Logo of AppSignal

Menu

Ruby Magic

Brewing our own Template Lexer in Ruby

Benedikt Benedikt Deicke on

Put on your scuba diving suite and pack your stencils, we’re diving into Templates today!

Most software that renders web pages or generates emails uses templating to embed variable data into text documents. The main structure of the document is often set up in a static template with placeholders for the data. The variable data, like user names or web page contents, replace the placeholders while rendering the page.

For our dive into templating, we’ll implement a subset of Mustache, a templating language that’s available in many programming languages. In this episode, we’ll investigate different ways of templating. We’ll start out looking at string concatenation, and end up writing our own lexer to allow for more complex templates.

Using Native String Interpolation

Let’s start with a minimal example. Our application needs a welcome message that happens to include a project name. The quickest way to do this is by using Ruby’s built-in string interpolation feature.

1
2
3
name = "Ruby Magic"
template = "Welcome to #{name}"
# => Welcome to Ruby Magic

Great! That was doable. However, what if we want to reuse the template for multiple occasions, or allow our users to update the template?

The interpolation evaluates immediately. We can’t reuse the template (unless we redefine it—in a loop, for instance) and we can’t store the Welcome to #{name} template in a database and populate it later without using the potentially dangerous eval function.

Luckily, Ruby has a different way of interpolating strings: Kernel#sprintf or String#%. These methods allow us to get an interpolated string without changing the template itself. This way, we can reuse the same template multiple times. It also doesn’t allow execution of arbitrary Ruby code. Let’s use it.

1
2
3
4
5
6
7
8
name = "Ruby Magic"
template = "Welcome to %{name}"

sprintf(template, name: name)
# => "Welcome to Ruby Magic"

template % { name: name }
# => "Welcome to Ruby Magic"

The Regexp Approach to Templating

While the above solution works, it’s not fool-proof, and it exposes more functionality than we usually want to. Let’s look at an example:

1
2
3
4
5
name = "Ruby Magic"
template = "Welcome to %d"

sprintf(template, name: name)
# => TypeError (can't convert Hash into Integer)

Both Kernel#sprintf and String#% allow special syntax to handle different types of data. Not all of them are compatible with the data we pass. In this example, the template expects to format a number but gets passed a Hash, producing a TypeError.

But we have more power tools in our shed: we can implement our own interpolation using regular expressions.
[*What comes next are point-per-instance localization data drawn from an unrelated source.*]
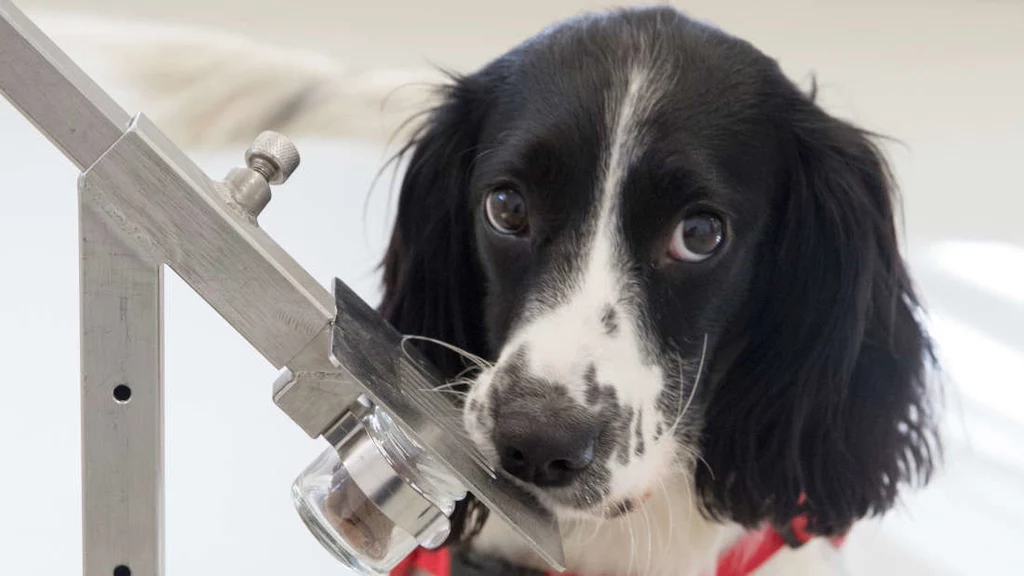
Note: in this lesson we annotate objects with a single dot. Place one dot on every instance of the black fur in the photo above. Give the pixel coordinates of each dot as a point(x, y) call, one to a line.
point(817, 365)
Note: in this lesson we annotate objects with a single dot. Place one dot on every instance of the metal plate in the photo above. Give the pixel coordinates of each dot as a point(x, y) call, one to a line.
point(399, 379)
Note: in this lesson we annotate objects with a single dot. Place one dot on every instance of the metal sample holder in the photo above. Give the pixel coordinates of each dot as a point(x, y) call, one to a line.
point(143, 204)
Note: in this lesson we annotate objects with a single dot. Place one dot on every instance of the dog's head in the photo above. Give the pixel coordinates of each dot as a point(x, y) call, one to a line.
point(678, 264)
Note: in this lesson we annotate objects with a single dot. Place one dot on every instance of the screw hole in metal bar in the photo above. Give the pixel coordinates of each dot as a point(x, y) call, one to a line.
point(122, 394)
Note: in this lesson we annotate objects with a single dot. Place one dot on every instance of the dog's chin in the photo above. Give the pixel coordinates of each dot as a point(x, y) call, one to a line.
point(566, 503)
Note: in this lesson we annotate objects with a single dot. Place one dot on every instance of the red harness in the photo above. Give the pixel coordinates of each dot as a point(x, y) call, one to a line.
point(742, 559)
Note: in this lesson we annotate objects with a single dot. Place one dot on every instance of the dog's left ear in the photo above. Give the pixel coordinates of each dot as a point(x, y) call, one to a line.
point(432, 285)
point(825, 409)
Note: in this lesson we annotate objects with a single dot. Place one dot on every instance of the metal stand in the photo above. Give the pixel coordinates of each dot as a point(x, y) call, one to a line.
point(144, 204)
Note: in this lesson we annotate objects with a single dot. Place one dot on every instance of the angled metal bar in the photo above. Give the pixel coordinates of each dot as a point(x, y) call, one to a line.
point(122, 403)
point(53, 93)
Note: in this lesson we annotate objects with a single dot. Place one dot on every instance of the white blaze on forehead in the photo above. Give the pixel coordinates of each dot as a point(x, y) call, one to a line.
point(562, 343)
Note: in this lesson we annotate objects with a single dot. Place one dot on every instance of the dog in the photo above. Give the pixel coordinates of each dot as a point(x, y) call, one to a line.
point(680, 277)
point(684, 282)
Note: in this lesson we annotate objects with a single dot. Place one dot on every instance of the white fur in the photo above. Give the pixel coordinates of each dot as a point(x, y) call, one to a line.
point(667, 537)
point(564, 341)
point(210, 88)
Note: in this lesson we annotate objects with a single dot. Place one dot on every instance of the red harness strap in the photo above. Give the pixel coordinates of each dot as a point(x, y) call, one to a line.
point(742, 559)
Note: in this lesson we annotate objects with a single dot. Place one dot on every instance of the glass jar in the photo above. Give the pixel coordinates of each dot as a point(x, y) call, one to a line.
point(376, 495)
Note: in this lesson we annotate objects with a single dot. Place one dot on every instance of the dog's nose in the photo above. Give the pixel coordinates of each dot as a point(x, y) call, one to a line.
point(545, 456)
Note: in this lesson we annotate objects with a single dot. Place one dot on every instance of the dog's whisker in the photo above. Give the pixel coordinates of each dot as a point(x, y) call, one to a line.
point(672, 519)
point(483, 364)
point(693, 389)
point(650, 536)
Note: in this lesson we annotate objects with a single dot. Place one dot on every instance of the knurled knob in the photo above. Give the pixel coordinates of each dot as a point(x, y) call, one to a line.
point(273, 156)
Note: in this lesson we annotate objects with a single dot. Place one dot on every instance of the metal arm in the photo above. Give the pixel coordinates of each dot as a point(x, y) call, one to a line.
point(144, 204)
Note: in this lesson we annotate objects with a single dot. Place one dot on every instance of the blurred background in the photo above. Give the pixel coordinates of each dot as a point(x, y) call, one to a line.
point(943, 78)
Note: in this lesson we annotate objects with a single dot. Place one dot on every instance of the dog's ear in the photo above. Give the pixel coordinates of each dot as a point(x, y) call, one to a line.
point(432, 283)
point(825, 409)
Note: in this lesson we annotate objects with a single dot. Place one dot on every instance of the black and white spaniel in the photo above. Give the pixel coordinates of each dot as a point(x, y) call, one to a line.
point(685, 278)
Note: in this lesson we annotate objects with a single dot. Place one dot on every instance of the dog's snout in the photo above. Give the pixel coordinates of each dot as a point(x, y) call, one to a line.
point(545, 456)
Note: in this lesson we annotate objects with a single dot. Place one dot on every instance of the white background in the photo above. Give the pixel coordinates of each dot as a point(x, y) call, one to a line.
point(945, 78)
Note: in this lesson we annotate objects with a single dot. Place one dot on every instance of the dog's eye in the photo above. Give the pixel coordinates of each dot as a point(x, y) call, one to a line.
point(507, 210)
point(696, 238)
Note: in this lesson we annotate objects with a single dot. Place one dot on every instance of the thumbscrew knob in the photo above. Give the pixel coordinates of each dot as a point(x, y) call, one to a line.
point(273, 157)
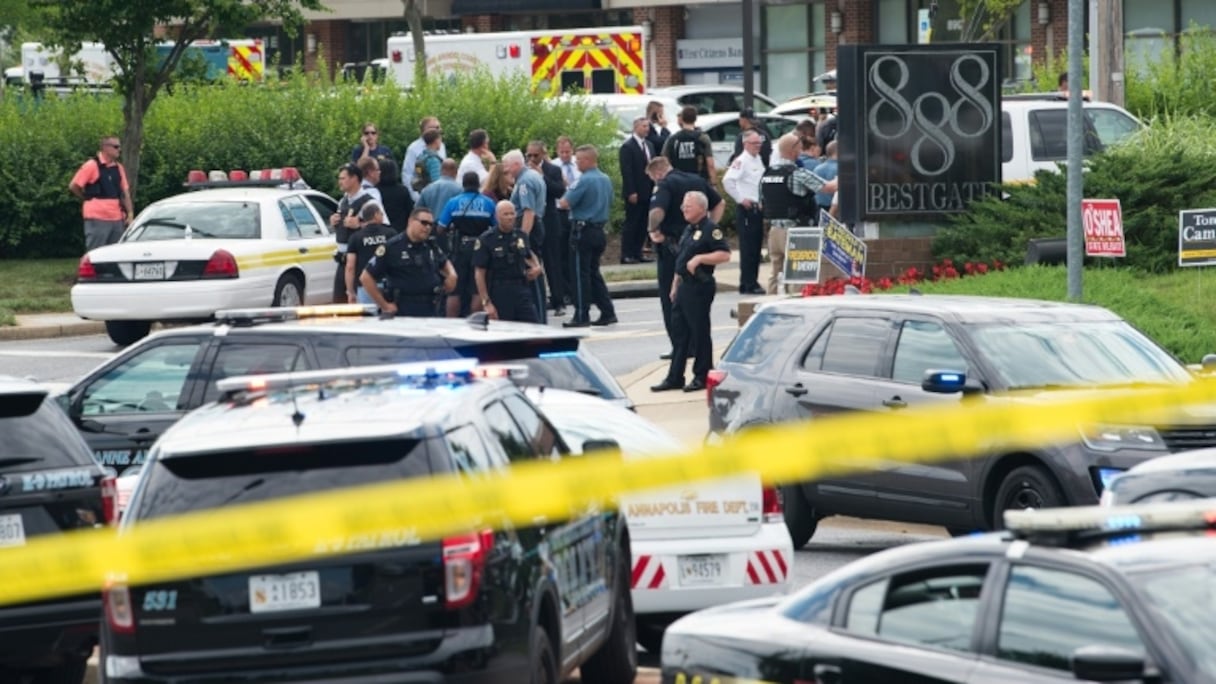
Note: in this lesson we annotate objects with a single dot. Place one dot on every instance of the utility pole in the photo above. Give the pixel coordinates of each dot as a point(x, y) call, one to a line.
point(1075, 139)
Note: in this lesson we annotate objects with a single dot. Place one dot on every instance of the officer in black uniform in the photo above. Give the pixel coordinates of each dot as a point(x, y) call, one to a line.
point(416, 268)
point(463, 219)
point(666, 223)
point(702, 247)
point(505, 267)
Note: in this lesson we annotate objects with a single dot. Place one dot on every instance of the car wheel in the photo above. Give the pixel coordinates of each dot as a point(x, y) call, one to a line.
point(71, 671)
point(615, 662)
point(288, 292)
point(1026, 487)
point(128, 331)
point(544, 662)
point(800, 517)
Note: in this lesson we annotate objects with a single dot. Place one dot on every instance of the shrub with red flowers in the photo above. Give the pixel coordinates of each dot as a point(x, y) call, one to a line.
point(943, 270)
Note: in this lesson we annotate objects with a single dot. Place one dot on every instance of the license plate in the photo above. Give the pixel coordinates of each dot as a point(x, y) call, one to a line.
point(150, 272)
point(702, 571)
point(12, 531)
point(272, 593)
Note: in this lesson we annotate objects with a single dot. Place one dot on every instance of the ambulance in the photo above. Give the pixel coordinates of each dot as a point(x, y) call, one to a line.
point(592, 60)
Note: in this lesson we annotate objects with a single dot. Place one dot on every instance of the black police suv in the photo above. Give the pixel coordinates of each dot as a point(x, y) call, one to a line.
point(1092, 594)
point(49, 485)
point(512, 604)
point(801, 359)
point(122, 407)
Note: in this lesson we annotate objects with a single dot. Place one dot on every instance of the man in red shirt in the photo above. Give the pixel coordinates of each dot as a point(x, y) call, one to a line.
point(102, 184)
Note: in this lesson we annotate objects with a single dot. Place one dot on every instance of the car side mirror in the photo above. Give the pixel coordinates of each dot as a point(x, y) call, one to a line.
point(1105, 663)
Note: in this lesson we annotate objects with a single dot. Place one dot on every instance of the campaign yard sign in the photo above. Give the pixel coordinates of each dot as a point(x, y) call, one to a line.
point(1103, 223)
point(803, 254)
point(1197, 237)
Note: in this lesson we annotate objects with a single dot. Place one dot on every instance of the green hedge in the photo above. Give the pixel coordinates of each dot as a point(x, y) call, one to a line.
point(1169, 167)
point(300, 122)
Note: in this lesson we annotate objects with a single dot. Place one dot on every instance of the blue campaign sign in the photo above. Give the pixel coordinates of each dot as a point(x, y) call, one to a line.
point(844, 250)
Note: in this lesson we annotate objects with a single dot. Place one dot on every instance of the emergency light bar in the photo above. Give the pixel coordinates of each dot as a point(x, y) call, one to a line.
point(280, 314)
point(417, 375)
point(1102, 521)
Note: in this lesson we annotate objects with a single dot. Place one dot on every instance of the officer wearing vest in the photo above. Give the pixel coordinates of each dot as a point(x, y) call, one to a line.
point(787, 194)
point(463, 219)
point(417, 270)
point(505, 268)
point(690, 150)
point(666, 223)
point(702, 247)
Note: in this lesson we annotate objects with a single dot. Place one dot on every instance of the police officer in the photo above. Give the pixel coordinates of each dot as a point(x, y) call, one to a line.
point(702, 247)
point(416, 268)
point(666, 223)
point(463, 219)
point(589, 202)
point(505, 267)
point(787, 194)
point(365, 244)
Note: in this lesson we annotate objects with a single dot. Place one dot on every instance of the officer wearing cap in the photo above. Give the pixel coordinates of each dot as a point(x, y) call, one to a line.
point(702, 247)
point(463, 219)
point(505, 267)
point(416, 268)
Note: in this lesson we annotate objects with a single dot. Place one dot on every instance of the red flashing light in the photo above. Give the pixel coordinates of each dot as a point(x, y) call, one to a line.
point(221, 264)
point(84, 270)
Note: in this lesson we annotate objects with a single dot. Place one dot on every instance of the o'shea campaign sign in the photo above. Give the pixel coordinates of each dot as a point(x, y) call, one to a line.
point(1103, 222)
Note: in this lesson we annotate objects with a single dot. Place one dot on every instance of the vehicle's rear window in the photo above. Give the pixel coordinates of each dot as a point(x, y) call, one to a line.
point(228, 220)
point(41, 439)
point(178, 485)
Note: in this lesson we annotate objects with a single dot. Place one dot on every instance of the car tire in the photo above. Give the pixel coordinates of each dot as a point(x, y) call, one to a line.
point(125, 332)
point(1026, 487)
point(71, 671)
point(615, 662)
point(544, 661)
point(800, 517)
point(288, 291)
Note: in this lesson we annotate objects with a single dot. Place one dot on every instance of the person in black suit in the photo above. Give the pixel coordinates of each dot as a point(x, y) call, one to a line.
point(636, 189)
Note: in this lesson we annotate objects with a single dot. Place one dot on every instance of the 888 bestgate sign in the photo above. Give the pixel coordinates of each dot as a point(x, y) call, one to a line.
point(919, 129)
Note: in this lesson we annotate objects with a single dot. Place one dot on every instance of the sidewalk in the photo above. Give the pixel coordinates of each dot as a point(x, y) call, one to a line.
point(43, 326)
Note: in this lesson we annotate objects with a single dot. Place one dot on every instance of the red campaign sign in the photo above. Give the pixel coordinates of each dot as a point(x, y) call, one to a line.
point(1103, 222)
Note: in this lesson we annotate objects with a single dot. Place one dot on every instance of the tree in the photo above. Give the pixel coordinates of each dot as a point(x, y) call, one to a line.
point(128, 29)
point(414, 17)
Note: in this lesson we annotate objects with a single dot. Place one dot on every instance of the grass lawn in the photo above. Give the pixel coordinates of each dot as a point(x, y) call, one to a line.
point(1177, 309)
point(35, 286)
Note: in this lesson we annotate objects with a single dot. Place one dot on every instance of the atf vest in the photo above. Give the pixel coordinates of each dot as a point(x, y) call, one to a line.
point(108, 184)
point(687, 152)
point(780, 201)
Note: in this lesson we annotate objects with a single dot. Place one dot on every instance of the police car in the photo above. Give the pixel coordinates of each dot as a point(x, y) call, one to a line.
point(513, 604)
point(230, 244)
point(1092, 594)
point(694, 547)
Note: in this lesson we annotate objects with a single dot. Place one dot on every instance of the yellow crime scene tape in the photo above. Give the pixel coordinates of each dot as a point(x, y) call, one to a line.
point(291, 530)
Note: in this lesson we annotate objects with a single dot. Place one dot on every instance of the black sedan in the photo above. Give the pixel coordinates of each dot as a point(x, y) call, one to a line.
point(1092, 594)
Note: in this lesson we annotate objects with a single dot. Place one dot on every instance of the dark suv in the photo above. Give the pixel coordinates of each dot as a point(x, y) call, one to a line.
point(806, 358)
point(49, 485)
point(513, 604)
point(123, 407)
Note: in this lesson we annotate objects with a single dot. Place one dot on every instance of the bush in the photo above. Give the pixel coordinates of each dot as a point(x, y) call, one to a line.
point(303, 121)
point(1167, 168)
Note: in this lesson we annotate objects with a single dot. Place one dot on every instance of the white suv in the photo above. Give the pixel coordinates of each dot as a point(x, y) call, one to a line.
point(1034, 133)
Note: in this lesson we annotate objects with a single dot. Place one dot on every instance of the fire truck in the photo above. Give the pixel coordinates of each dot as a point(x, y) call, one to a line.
point(591, 60)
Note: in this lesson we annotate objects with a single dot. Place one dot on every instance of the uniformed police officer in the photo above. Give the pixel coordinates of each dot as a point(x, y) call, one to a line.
point(463, 219)
point(666, 223)
point(589, 202)
point(505, 267)
point(702, 247)
point(416, 268)
point(787, 194)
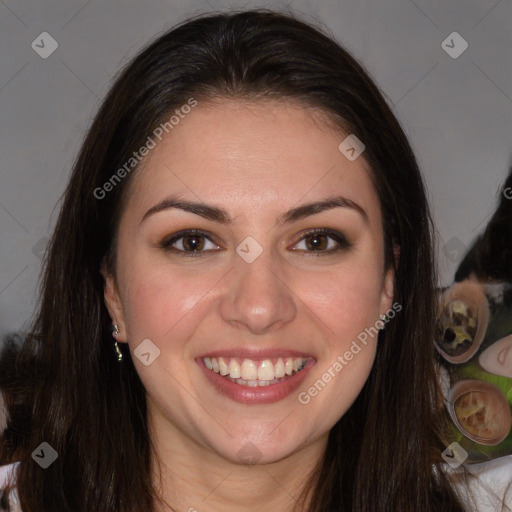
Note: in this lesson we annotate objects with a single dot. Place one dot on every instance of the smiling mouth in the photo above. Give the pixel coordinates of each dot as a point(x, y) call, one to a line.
point(255, 373)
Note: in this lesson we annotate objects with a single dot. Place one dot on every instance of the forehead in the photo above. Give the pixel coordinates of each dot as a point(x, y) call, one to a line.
point(263, 156)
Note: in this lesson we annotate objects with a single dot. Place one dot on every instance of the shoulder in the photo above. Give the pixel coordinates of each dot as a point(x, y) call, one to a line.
point(8, 478)
point(488, 487)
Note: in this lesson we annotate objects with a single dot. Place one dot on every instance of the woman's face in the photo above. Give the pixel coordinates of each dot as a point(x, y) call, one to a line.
point(285, 268)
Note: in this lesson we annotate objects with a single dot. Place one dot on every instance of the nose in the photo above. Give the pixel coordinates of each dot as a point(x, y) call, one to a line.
point(257, 297)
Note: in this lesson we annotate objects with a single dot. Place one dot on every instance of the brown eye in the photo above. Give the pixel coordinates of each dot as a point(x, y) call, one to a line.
point(189, 243)
point(193, 242)
point(317, 242)
point(322, 242)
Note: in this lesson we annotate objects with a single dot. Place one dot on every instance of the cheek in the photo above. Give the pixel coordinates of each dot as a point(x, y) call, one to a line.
point(347, 300)
point(157, 300)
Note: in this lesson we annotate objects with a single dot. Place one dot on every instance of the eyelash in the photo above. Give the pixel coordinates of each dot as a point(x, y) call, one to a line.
point(340, 239)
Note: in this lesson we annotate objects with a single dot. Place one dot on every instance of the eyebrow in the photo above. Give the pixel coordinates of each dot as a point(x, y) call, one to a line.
point(217, 214)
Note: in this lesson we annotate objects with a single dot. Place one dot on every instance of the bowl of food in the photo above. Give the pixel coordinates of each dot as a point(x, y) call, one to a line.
point(463, 320)
point(480, 411)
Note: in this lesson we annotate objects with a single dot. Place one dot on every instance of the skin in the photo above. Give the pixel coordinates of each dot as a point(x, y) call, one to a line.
point(497, 358)
point(256, 161)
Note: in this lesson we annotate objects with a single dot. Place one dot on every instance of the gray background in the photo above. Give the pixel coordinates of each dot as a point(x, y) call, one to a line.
point(456, 111)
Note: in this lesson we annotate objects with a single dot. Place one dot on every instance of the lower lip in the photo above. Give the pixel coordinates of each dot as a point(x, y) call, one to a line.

Using regular expressions allows us to define a custom syntax, like a Mustache/Handlebars inspired style.

1
2
3
4
5
6
name = "Ruby Magic"
template = "Welcome to {{name}}"
assigns = { "name" => name }

template.gsub(/{{(\w+)}}/) { assigns[$1] }
# => Welcome to Ruby Magic

We use String#gsub to replace all placeholders (words in double curly braces) with their value in the assigns hash. If there is no corresponding value, this method removes the placeholder without inserting anything.

Replacing placeholders in a string like this is a viable solution for a string with a couple of placeholders. However, once things get a bit more complicated, we quickly run into problems.

Let’s say we need to have conditionals in the template. The result should be different based on the value of a variable.

1
2
3
4
5
6
7
8
9
Welcome to {{name}}!

{{#if subscribed}}
  Thank you for subscribing to our mailing list.
{{else}}
  Please sign up for our mailing list to be notified about new articles!
{{/if}}

Your friends at {{company_name}}

Regular expressions can’t smoothly handle this use case. If you try hard enough, you can probably still hack something together, but at this point, it’s better to build a proper templating language.

Building a Templating Language

Implementing a templating language is similar to implementing other programming languages. Just like a scripting language, a template language needs three components: A lexer, a parser, and an interpreter. We’ll look at these, one by one.

Lexer

The first task we need to tackle is called tokenization, or lexical analysis. The process is very similar to identifying word categories in natural languages.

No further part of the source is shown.